On the acute care side, entities like Healthcare Trust of America continue to grow, and growth is also being seen in the pharmaceutical sector.
"We continue to have demographic tailwinds that are going to be with us for another decade," said Mauldin. "When you factor in the aging of America, the growth of active over-70 groups, that pushed large enrollment gains in terms of government-funded healthcare. On the senior side, the challenge is that we have more beneficiaries of Medicare, and demographically fewer people contributing to the system. That ratio continues to get tougher. That means you've got to pay more for services, and you've got fewer dollars to do it."
A POSITIVE OUTLOOK
Part of the allure of pursuing a merger or acquisition is the ability to scale services, as well as acquire more leverage from a purchasing standpoint, and M&A activity will likely have its intended effect in those areas. Where the picture becomes a little more uncertain is in the realm of cross-sector deals, such as the CVS/Aetna merger. Mauldin said it's too soon to tell whether such deals will yield the expected benefits.
But the uncertainty hasn't made prospective dealmakers any more timid when it comes to pursuing consolidation, which will likely continue across many of healthcare's myriad subsectors.
"Just broadly, private equity has a lot of dollars available, working to be creative and put money to work at reasonable multiples," said Mauldin. "The middle market is going to continue to benefit from that. The places that have been struggling have been on the outsourced physician services side. Envision, MedMax -- they're working to find their footing, and dealing with legislative issues around surprise billing, soI don't expect that area to be as robust as it has been."
One area that will prove challenging is the rural market, with population trends contributing to a potentially tough landscape.
"It goes back to the demographics,"said Mauldin. "If our rural communities are shrinking, that demographic makes it harder in rural areas, and they have to work harder. And it makes it harder for smaller providers like physician offices. More than half of physicians are employed now, their affiliations with health systems continue to grow, and that trend is difficult to reverse at this time."
The deals that have worked best have unearthed some best practices when it comes to pursuing deals, and a big predictor of success is whether the merging organizations are a snug fit culturally. When two organizations are not a good cultural fit is when struggles occur. The key is not just to merge but to truly integrate -- driving people toward common processes that allow the organizations to accomplish their strategic objectives.
The most successful deals also tend to have purchasers with a healthy amount of capital. Capital banks are still active lenders, and the institutional market continues to be very strong; because of that, interest rates remain historically low.
Ultimately, the biggest cause for uncertainty is that pesky election in November.

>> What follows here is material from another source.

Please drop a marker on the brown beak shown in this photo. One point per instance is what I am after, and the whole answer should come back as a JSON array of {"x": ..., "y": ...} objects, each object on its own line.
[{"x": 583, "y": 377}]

"From an industry perspective, you've got one end of the spectrum that's less favorable toward government intervention in healthcare, and the other end of the spectrum that is still talking about Medicare for All," said Mauldin. "I don't think the industry expects the political environment to be such that Medicare for All is a realistic option in the short run. Having said that, however, I do think people will certainly be watching to see how things trend in that direction. If they do, people will be trying to figure out what the reimbursement impact would be.
"Certain insurers would benefit from that," he said. "Commercial carriers might be less well-positioned. Beyond that,it's very sector-specific. Physicians, ACOs, nursing -- how will those sectors be impacted? That uncertainty around those individual sectors I think is what makes people nervous a little bit."